Structural variation detecting

We employed LUMPY v0.2.13 [51], which integrated read-depth, read-pair, and split-read strategies, to detect structural variations in high coverage sperms. As recommended, LUMPY was internally implemented in a pipeline smoove (https://github.com/brentp/smoove) with shorter run-time and lower false-positive rate. Smoove was used to collect the best practices of LUMPY, such as generating empirical insert size statistics on each library in the BAM file, estimating the mean and standard deviation (SD) of the input parameters for LUMPY. From LUMPY, the four types of structural variations, including deletion (DEL), duplication (DUP), inversion (INV), and break end (BND), were reported for each sample. Due to the limitation for INV and BND detection, we focused on CNV (DEL plus DUP) in most of the analysis, after filtering away DEL and DUP with a length more than 5 Mb or short than 50 bp. For haploid sperms and diploid trio, we applied the following thresholds to filter out low-quality CNVs: the threshold of supporting read count for either paired-end event or split-read event must be more than 3/4 of the genome coverage, while the read count for the other type of split-read event must be more than 1 or paired-end event must be more than 3.
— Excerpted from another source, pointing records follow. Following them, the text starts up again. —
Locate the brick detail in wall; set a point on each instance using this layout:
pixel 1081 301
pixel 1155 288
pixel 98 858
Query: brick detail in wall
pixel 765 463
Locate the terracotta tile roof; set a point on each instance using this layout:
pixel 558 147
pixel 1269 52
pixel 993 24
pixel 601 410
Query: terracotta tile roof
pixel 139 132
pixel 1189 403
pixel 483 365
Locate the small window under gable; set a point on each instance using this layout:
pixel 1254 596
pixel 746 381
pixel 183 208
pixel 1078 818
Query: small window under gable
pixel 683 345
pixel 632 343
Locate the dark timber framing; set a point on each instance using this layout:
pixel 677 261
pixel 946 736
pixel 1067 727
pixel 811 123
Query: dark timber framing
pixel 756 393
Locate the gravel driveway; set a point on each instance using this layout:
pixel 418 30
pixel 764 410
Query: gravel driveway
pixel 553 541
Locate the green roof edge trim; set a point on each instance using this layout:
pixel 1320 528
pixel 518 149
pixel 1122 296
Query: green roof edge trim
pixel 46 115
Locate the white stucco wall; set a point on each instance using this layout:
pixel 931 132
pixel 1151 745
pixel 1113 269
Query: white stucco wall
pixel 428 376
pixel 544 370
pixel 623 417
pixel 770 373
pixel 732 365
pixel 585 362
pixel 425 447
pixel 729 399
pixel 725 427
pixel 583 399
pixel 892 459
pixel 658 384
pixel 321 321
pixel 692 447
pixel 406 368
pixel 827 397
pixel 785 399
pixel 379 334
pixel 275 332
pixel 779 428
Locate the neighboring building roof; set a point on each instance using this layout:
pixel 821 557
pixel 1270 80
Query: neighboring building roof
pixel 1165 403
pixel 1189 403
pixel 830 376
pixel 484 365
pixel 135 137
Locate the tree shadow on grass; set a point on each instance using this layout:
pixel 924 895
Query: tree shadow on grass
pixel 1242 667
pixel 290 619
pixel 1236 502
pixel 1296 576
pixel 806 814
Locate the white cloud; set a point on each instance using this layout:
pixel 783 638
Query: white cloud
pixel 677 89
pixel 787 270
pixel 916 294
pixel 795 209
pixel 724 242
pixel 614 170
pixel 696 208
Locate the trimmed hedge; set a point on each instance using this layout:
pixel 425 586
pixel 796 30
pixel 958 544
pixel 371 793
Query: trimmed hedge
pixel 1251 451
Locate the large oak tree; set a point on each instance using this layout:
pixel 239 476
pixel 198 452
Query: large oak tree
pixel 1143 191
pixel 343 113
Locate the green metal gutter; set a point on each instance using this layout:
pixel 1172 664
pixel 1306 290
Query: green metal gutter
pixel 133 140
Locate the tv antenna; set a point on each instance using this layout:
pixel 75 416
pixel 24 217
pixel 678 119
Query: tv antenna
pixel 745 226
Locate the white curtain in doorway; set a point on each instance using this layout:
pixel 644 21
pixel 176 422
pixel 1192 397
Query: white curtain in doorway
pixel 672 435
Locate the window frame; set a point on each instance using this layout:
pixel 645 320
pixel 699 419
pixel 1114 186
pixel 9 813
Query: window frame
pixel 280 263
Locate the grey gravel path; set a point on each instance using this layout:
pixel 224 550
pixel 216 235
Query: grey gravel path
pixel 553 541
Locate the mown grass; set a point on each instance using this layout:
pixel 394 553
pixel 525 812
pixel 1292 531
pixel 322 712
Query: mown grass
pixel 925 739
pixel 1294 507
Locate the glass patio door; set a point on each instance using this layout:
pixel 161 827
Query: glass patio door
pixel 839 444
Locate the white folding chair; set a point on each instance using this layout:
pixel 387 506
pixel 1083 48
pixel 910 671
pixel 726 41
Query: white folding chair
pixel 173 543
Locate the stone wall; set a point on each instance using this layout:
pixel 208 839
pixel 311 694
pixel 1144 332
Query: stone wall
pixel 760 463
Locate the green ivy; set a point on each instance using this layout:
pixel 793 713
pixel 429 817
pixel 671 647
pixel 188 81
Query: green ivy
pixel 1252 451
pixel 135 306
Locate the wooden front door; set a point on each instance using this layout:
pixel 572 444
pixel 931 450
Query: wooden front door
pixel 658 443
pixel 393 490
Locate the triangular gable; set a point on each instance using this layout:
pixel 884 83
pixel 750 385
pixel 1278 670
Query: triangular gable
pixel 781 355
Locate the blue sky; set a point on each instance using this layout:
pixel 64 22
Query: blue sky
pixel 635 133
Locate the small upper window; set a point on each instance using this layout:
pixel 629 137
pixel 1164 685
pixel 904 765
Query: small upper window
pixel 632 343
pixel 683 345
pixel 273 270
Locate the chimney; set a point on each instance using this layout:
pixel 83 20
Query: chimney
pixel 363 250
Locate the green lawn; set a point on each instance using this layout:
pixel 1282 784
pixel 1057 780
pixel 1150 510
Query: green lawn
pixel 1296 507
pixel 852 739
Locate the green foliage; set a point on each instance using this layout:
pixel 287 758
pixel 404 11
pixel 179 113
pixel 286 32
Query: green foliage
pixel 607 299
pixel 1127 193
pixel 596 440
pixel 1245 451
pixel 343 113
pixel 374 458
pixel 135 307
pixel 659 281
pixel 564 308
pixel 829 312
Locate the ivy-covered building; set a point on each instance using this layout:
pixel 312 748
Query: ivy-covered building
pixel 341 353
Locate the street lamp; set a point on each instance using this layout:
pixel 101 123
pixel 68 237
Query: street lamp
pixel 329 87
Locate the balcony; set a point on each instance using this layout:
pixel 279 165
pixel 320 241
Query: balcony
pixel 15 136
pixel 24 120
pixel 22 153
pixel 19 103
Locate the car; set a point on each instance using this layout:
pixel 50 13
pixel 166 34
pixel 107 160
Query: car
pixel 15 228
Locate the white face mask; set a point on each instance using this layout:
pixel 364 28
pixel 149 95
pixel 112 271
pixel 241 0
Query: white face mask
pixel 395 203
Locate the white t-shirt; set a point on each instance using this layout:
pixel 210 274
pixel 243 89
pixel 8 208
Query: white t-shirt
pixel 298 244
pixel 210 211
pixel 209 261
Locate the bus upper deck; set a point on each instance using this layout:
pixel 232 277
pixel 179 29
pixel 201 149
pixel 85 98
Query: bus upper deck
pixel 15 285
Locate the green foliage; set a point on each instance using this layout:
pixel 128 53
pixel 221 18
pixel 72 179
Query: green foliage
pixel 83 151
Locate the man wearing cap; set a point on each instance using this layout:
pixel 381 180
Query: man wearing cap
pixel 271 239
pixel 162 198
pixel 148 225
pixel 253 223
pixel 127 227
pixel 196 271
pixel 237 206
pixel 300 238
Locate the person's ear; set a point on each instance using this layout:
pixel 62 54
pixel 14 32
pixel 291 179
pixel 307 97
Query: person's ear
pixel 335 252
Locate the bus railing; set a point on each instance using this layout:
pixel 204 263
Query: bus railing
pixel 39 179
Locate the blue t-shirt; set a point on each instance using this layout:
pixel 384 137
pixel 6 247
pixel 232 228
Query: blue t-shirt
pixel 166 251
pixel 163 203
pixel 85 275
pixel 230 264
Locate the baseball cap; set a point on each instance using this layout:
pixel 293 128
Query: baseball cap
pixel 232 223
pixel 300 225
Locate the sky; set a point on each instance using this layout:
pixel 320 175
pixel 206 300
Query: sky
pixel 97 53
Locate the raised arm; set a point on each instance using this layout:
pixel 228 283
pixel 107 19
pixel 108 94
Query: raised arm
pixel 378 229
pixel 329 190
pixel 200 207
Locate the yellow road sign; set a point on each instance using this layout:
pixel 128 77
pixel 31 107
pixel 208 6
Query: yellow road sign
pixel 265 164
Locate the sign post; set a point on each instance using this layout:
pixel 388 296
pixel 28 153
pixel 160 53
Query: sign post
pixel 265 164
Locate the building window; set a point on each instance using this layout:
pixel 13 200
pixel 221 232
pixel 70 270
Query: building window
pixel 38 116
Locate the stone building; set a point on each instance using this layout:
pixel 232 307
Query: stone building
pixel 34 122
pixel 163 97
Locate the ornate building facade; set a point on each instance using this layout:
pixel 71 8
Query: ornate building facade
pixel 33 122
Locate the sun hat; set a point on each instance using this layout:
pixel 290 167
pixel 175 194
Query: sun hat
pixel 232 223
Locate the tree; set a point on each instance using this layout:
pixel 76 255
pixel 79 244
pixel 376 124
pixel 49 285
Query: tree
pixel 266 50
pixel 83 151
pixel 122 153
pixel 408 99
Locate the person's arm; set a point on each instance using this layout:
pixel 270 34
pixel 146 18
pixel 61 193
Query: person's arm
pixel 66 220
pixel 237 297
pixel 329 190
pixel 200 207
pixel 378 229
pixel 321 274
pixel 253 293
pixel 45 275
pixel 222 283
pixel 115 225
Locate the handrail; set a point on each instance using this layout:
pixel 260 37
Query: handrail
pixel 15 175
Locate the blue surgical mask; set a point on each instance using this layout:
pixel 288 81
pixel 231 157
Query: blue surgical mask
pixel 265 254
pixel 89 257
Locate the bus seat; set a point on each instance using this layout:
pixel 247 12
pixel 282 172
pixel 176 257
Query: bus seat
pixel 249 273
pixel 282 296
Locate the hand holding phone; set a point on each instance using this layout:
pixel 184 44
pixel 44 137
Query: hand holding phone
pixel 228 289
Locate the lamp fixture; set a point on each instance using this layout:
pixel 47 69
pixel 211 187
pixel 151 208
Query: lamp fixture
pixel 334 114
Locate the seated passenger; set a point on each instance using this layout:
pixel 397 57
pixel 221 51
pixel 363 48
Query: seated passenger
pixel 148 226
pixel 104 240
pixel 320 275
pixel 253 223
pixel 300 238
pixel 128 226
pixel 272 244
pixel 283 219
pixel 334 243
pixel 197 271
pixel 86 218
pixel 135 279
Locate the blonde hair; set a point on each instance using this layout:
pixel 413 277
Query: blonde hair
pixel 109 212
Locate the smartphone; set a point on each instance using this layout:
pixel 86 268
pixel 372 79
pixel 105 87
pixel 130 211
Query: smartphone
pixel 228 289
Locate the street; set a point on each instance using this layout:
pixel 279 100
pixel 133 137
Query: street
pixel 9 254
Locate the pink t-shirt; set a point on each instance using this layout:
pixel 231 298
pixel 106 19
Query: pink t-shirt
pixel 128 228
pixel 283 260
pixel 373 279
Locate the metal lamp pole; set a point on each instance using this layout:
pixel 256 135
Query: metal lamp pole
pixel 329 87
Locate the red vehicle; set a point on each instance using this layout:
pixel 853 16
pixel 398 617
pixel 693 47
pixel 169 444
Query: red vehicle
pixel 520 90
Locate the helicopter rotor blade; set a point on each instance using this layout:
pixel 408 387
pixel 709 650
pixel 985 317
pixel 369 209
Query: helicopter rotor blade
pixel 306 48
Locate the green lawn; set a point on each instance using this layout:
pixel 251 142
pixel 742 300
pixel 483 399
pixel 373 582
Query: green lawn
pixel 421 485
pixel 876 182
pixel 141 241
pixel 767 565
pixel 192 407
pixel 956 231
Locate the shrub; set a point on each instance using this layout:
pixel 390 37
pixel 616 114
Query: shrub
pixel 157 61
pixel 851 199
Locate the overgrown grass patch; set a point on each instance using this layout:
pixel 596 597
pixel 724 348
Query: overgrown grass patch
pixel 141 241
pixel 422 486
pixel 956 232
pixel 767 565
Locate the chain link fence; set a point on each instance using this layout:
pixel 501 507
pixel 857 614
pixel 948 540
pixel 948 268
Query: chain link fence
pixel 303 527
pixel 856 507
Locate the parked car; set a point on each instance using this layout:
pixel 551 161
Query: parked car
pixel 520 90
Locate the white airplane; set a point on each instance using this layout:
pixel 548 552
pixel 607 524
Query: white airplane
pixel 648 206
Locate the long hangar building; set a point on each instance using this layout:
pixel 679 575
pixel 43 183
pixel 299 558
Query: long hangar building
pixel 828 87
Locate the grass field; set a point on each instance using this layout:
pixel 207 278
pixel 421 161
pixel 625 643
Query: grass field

Gene annotation and enrichment analysis

We mapped regions of interest to the bovine reference gene annotation of the ARS-UCD1.2 genome from ENSEMBL using BEDtools v2.26.0 [53]. The gene features included transcripts, exons, CDS, 3’-UTR, 5’-UTR, start codon, and stop codon. The Kyoto Encyclopedia of Genes and Genomes (KEGG) pathway and Gene Ontology (GO) enrichment were performed using the R (version 4.0.2) packages org.Bt.eg.db and clusterProfiler. We performed the quantitative trait loci (QTL) enrichment analysis using the Fisher exact test at animalgenome.org [46]. All enrichment P-values were also adjusted for multiple comparisons by Benjamini and Hochberg's (BH) algorithm.